To remedy the situation, MedPAC suggested that Congress implement a one-time adjustment to the Medicare Physician Fee Schedule, increasing evaluation and management payment rates by 10% and reducing payment rates for other services by 3.8%. This scenario would boost payments for evaluation and management services by $2.4 billion, with endocrinology, rheumatology, and family practice seeing the highest proportional increases, while diagnostic radiology, pathology, and physical and occupational therapy would experience payment cuts, according to the report.

But these cuts would have to be combined with a longer-range effort, the commission noted.

"Even if this approach is adopted, we urge [the U.S. Centers for Medicare and Medicaid Services (CMS)] to accelerate its efforts to improve the accuracy of the fee schedule by developing a better mechanism to identify overpriced services and adjust their payment rates," the report authors wrote. "If successful, these efforts would improve the accuracy of prices for ambulatory evaluation and management and other services going forward and could reduce the need for further significant adjustments."

Low-value care

The report also tackled the problem of "low-value care," which it sees as prevalent across fee-for-service Medicare, Medicaid, and commercial insurance plans. The commission referenced a 2014 analysis of what it considers to be 31 low-value claims-based measures, evaluated broadly (more sensitive, less specific) and narrowly (less sensitive, more specific); the list included a number of imaging exams.

In that 2014 analysis, the researchers made a trade-off between sensitivity, which captures more inappropriate use, and specificity, which results in less misclassification of appropriate use as inappropriate. To account for this variability, they developed two versions of each measure, one with higher sensitivity (lower specificity) and the other with higher specificity (lower sensitivity), and reported results for both. Two spending levels were then calculated for each test, one based on higher sensitivity and one on higher specificity.

Examples of low-value imaging services provided in 2014
Measure Broader measures (higher sensitivity) Narrower measures (higher specificity)
Count per 100 Medicare beneficiaries Spending Count per 100 Medicare beneficiaries Spending
Imaging for nonspecific low back pain 12 $232 million 3.4 $66 million
Preoperative chest radiography 4.6 $67 million 1.1 $17 million
Head imaging for headache 3.6 $242 million 2.4 $160 million
Head imaging for syncope 1.2 $78 million 0.8 $51 million
CT for rhinosinusitis 0.6 $39 million 0.2 $17 million

After grouping the 31 measures into six larger clinical categories, the low-value care analysis showed that imaging and cancer screening measures in 2014 accounted for 44 of these services per 100 beneficiaries using the measures' broader versions, or 60% of the total number of low-value services. As for the narrower versions of the measures, imaging and diagnostic and preventive testing accounted for 21 low-value services per 100 beneficiaries, or 61% of the total number, MedPAC said.
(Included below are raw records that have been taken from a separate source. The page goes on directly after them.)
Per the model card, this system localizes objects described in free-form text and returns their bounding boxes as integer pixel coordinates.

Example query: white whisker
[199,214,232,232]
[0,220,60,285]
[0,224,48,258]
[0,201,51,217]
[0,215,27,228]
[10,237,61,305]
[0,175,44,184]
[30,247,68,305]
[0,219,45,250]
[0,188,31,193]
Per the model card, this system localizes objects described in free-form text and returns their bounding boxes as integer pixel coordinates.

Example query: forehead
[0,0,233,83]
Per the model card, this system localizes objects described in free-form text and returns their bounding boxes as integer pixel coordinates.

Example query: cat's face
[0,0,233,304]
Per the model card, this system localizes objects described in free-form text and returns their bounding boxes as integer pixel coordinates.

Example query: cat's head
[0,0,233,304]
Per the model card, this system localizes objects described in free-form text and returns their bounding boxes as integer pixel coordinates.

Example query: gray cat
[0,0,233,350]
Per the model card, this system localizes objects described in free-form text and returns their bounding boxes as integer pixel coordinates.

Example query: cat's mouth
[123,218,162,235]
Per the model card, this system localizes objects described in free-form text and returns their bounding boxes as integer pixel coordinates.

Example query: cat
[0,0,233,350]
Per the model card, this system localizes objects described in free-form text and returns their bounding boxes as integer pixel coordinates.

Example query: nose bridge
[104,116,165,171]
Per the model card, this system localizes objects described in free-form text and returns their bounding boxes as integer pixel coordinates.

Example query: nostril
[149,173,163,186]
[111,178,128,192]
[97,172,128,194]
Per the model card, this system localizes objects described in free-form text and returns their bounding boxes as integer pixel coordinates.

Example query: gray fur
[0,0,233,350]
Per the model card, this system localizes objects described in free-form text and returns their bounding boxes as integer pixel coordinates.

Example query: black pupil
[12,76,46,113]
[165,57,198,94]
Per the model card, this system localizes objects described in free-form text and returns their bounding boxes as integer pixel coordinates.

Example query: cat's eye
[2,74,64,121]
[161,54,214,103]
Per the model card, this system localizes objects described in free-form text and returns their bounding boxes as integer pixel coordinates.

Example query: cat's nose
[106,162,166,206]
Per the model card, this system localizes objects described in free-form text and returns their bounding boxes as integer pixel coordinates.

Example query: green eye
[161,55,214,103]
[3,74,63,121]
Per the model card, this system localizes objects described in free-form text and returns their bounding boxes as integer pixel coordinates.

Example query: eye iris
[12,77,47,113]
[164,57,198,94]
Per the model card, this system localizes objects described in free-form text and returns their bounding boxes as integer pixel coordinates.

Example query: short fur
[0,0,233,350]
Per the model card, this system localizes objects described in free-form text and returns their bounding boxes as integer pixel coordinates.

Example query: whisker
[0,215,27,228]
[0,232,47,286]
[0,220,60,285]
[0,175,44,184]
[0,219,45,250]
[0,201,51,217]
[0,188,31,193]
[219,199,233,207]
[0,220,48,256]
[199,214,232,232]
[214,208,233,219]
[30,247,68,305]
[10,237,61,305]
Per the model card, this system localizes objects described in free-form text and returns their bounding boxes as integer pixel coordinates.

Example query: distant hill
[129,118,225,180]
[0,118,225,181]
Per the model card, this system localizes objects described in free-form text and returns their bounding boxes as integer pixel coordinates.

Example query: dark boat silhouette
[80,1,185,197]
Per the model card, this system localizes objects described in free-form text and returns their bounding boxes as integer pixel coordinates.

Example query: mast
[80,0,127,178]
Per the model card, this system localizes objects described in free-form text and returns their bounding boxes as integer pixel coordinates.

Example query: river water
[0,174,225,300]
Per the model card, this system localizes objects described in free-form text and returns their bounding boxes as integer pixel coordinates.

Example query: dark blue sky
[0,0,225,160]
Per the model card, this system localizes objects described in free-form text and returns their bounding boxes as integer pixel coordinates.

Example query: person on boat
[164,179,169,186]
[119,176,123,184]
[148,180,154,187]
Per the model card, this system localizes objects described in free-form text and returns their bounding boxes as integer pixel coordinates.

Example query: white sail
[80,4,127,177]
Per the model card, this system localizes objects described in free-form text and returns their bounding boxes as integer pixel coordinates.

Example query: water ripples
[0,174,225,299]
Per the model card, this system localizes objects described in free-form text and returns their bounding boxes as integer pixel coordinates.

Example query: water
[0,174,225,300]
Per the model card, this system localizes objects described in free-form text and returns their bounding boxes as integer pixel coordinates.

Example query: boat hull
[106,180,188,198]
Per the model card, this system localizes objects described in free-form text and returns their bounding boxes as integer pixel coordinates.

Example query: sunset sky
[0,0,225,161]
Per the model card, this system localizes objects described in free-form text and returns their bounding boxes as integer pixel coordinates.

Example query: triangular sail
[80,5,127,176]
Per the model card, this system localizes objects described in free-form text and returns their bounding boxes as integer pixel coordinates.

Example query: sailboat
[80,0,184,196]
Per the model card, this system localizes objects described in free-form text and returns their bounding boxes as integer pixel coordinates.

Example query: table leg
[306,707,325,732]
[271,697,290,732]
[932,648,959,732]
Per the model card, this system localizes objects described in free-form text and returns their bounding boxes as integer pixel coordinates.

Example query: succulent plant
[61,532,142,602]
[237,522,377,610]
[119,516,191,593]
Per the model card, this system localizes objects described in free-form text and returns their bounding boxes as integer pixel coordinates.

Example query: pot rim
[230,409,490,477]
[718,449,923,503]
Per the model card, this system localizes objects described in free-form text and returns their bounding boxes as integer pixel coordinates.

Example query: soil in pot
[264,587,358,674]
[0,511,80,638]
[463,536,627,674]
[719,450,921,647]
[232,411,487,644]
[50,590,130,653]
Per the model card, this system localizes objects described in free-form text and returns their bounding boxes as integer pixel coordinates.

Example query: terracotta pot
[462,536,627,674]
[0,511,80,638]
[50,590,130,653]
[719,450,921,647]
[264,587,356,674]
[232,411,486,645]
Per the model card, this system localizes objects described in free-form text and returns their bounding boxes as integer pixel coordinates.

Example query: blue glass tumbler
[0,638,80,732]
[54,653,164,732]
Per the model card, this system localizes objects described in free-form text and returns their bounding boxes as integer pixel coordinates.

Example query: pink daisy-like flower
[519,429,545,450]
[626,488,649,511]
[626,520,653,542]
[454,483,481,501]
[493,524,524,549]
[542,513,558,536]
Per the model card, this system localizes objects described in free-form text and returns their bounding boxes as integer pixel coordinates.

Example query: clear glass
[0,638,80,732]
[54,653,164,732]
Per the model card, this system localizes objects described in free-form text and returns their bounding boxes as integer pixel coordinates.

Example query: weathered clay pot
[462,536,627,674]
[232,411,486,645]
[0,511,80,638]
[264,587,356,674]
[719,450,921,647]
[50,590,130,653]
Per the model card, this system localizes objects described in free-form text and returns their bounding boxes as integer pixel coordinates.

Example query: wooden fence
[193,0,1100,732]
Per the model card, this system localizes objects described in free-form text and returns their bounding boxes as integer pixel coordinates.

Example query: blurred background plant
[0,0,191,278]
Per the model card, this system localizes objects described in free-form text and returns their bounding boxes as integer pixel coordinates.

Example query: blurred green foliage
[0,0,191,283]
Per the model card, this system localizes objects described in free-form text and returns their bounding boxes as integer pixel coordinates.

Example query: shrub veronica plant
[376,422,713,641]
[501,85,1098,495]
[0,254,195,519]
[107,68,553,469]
In its low-value services analysis, the commission particularly called out proton-beam therapy, which was initially used for pediatric and rare adult cancers but is now also used for more common cancers such as prostate and lung.

"There is a lack of evidence that [proton-beam therapy] offers a clinical advantage over alternative treatments for [prostate and lung] cancer," the report authors wrote.

The commission suggested six ways Medicare could address the problem of low-value care:

  • Expand prior authorization.
  • Implement clinical decision support and provider education.
  • Increase cost-sharing for low-value services to reduce their use.
  • Establish new payment models such as accountable care organizations that create incentives for reducing the use of low-value services.
  • Evaluate coverage determinations on an ongoing basis.
  • Link information on cost and clinical effectiveness of healthcare services to fee-for-service coverage and payment policies.

Quality assessment

MedPAC also addressed what it sees as a need to change the way healthcare quality is measured, urging CMS to adopt smaller, population-based measures such as outcomes, patient experience, and value of service to assess quality of care.

"Current quality measurements are too process-based, and they don't necessarily accurately evaluate the quality of care," Mathews said. "Instead, Medicare should use a small set of outcomes-based and patient experience measures that should be scored against absolute targets rather than a 'tournament' model in which providers are scored relative to each other."